Deployment and Integration for Comprehensive Governance
Bifrost Edge is designed for fleet-wide deployment, rather than relying on manual per-machine setup. Organizations can push Edge to every device using existing device management (MDM) platforms, delivering a managed configuration that points each machine to the organization's Bifrost gateway. This ensures that governance applies across the entire fleet without requiring individual users to reconfigure their AI tools.
Supported MDM platforms include Jamf, Microsoft Intune, Kandji, Omnissa Workspace ONE, and JumpCloud, covering macOS, Windows, and Linux endpoints. This integration with existing IT infrastructure streamlines the rollout process, making it feasible to achieve comprehensive endpoint AI governance at scale.

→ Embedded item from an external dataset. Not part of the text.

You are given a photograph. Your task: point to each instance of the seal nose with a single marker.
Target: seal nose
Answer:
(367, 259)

Bifrost Edge is currently in alpha and available to enterprise customers of the Bifrost gateway. Teams interested in gaining this level of visibility and control can request early access to evaluate its capabilities.
By pairing the powerful Bifrost AI gateway as a policy engine with Bifrost Edge for endpoint enforcement, organizations can transform their approach to AI agent governance. This combined strategy ensures that every MCP server, whether sanctioned or not, becomes visible and governable, helping to secure sensitive data and maintain compliance in an evolving AI landscape.